The pain soon turned into ecstasy. Even as I choked and coughed, I laughed.

The moment this pain ceases, everything will finally end.

As my consciousness faded, I suddenly wondered what he thought of in his final moments.

Did he resent me with his last breath? Did he regret taking my hand in Lopwell?

The field, turning red in the sunset, filled my vision. I blinked slowly.

If our beginning had been different, would our ending have been different too?

Now I will never know the answer to that.

****

The breath that had stopped resumed. Sienna coughed violently, like someone rescued just before suffocation. Even as she gasped, her blue eyes searched aimlessly.

“Cough…!”

Only after coughing roughly several more times could she properly catch her breath. With each breath, it sounded as if her throat was being scraped with iron.

Sienna, barely exhaling while clutching her throat, finally looked around. It was a small, shabby room.

The sound of mice gnawing at her nerves squeaked from above, and not far away stood a heavily cracked mirror, a scene that felt strangely familiar.

The spider-web cracked glass mirror reflected her image unevenly in several fragments. Even in the shattered mirror, her image was clear. Luscious hair and a vibrant olive complexion…

Sienna blinked slowly. That was clearly her, but it wasn’t.

After all, after losing her second child, Sienna’s face was clearly marked with illness, with hardly any color to be found.

Renowned doctors all unanimously declared that she would never regain her former health. That was a fact she knew better than anyone.

Yet the her in the mirror looked not just healthy, but as fresh as summer fruit. Her face, which had been blankly staring at the mirror, suddenly contorted.

“…This can’t be.”

“Are you awake?”

At the voice from behind, Sienna stiffened her shoulders and turned her head.
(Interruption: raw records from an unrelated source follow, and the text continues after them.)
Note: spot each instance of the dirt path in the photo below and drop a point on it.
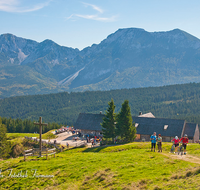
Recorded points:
(187, 157)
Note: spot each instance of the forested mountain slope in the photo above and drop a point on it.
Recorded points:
(175, 101)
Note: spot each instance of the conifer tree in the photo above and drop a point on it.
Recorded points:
(4, 144)
(125, 127)
(108, 124)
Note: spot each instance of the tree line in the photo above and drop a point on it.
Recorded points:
(25, 126)
(120, 124)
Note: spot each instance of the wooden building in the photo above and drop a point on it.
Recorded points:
(145, 126)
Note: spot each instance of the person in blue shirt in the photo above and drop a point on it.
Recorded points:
(153, 141)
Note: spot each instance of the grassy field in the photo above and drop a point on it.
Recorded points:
(19, 135)
(130, 166)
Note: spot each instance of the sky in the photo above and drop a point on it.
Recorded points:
(81, 23)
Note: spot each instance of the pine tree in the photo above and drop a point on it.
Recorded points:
(108, 125)
(4, 144)
(124, 126)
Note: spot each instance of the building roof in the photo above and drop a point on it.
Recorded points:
(145, 125)
(190, 129)
(165, 127)
(89, 121)
(147, 115)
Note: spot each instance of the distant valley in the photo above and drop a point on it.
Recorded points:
(128, 58)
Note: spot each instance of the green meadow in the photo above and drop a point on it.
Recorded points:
(129, 166)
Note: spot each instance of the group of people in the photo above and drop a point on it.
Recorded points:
(176, 141)
(184, 141)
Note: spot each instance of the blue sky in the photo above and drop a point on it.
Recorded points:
(79, 24)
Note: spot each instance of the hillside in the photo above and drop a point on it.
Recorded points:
(175, 101)
(130, 166)
(128, 58)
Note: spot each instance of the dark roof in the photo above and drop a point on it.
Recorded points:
(190, 129)
(149, 125)
(89, 121)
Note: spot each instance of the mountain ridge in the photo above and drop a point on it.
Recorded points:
(127, 58)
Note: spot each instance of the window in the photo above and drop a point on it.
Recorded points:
(165, 127)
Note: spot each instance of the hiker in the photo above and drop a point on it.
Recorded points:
(176, 143)
(185, 142)
(159, 143)
(153, 141)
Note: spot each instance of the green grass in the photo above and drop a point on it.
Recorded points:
(129, 166)
(18, 135)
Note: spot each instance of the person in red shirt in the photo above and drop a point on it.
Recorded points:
(185, 142)
(176, 143)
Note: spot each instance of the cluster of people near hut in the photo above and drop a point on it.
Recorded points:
(176, 142)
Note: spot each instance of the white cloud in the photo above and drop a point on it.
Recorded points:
(15, 6)
(94, 7)
(97, 17)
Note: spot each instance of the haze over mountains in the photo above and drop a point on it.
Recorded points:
(128, 58)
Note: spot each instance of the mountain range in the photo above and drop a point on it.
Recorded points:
(128, 58)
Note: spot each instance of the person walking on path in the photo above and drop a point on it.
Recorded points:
(153, 141)
(176, 143)
(185, 142)
(159, 142)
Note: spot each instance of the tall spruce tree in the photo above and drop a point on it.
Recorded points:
(5, 147)
(125, 127)
(108, 124)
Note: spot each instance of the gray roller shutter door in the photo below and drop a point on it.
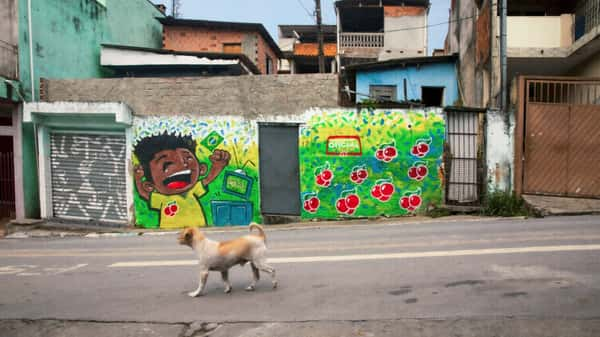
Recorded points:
(88, 177)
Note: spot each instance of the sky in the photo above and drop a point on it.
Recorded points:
(272, 13)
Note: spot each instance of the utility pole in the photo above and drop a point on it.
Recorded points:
(320, 36)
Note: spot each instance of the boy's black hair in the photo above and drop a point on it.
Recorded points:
(149, 146)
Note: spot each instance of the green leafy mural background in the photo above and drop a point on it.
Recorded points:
(394, 170)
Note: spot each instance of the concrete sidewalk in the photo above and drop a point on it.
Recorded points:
(484, 327)
(549, 205)
(45, 229)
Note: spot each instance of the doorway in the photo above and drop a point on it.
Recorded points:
(7, 178)
(279, 169)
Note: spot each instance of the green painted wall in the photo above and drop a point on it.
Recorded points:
(371, 163)
(232, 198)
(67, 37)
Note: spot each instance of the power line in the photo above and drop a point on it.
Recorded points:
(311, 15)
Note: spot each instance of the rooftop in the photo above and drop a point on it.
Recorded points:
(404, 62)
(224, 25)
(379, 3)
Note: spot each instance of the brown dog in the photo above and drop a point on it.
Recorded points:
(220, 256)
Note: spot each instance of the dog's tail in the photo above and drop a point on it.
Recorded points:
(261, 232)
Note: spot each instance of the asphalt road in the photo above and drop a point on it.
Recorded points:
(537, 268)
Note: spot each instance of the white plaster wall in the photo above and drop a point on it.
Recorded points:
(286, 43)
(589, 68)
(398, 37)
(534, 31)
(500, 151)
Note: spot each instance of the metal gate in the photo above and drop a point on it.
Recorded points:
(279, 169)
(88, 177)
(464, 156)
(7, 178)
(561, 149)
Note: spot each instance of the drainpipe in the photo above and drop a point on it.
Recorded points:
(30, 50)
(503, 79)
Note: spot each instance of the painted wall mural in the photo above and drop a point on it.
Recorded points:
(192, 172)
(371, 163)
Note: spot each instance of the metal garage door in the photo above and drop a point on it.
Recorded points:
(88, 177)
(561, 148)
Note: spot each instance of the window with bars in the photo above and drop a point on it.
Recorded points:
(384, 93)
As her gaze met familiar olive eyes, her lips slowly parted.

Brownish-golden hair and appropriately tanned skin. The smile like a summer beach belonged to someone she had known for a long time. It also belonged to someone she could never see again in life.
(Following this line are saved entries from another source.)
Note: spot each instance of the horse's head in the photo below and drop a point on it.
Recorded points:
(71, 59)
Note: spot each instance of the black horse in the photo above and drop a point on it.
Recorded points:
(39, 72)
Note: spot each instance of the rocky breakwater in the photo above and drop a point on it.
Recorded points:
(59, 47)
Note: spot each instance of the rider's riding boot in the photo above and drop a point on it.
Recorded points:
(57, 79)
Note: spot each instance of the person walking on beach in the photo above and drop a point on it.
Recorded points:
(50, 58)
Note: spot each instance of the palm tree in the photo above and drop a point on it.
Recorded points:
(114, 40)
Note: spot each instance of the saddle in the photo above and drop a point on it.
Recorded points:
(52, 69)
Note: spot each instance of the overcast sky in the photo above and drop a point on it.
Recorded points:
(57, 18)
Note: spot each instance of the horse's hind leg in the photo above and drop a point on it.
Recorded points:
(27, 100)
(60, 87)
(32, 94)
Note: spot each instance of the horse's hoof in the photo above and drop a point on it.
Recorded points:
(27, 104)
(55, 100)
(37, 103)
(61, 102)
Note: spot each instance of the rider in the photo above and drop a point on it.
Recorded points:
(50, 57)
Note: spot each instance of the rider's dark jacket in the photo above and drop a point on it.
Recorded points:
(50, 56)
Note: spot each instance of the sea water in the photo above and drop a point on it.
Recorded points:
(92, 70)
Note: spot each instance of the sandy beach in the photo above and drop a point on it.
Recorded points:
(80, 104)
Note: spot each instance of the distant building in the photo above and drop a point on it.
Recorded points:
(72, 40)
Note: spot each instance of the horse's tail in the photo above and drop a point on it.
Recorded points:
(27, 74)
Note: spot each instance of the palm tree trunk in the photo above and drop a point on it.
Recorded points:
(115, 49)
A name she had long forgotten to think about slipped out between her teeth.

“Theodore…”

The man whose name was called smiled weakly. However, Sienna turned pale as if she had seen a ghost.

“What… what’s going on here? Why am I…”

“What do you mean, what’s going on?”

“I clearly died, so why am I here? Moreover, you…”

Sienna couldn’t finish her sentence.

Theodore Monches.

The only brother of the current Count Monches, he was originally a knight belonging to the Imperial Knights and had been Sienna’s personal knight since she was in the capital.

But he had certainly died a few years ago.

It was less than a year after Sienna had returned to the capital.

She clearly remembered the voice of Count Monches, uncharacteristically tearful, saying that only his upper body could be recovered as his lower body had been completely blown away by a cartridge during the war.

So the current situation was truly unbelievable. The fact that she was perfectly alive after consuming twice the lethal dose of poison, and that the man before her was casually facing her like this…

Sienna, continuing her thoughts, rolled her eyes around uneasily.

“Could this be the afterlife?”

At those words, the man’s face contorted strangely. He looked at her as if he had heard nonsense, then muttered in a voice mixed with a sigh.

“Well, I suppose it’s not unreasonable to confuse dreams and reality when you’ve been cooped up in your room all day.”

At those words, Sienna’s brow furrowed even deeper. However, Theodore, as she remembered him, was not one to care about such things.

“You’re living the good life. The country has been at war for years now.”

Theodore sarcastically placed her breakfast on the bedside table in front of her bed, his face expressionless. However, Sienna didn’t even glance at it.

“War? What war?”

“Have you still not come to your senses?”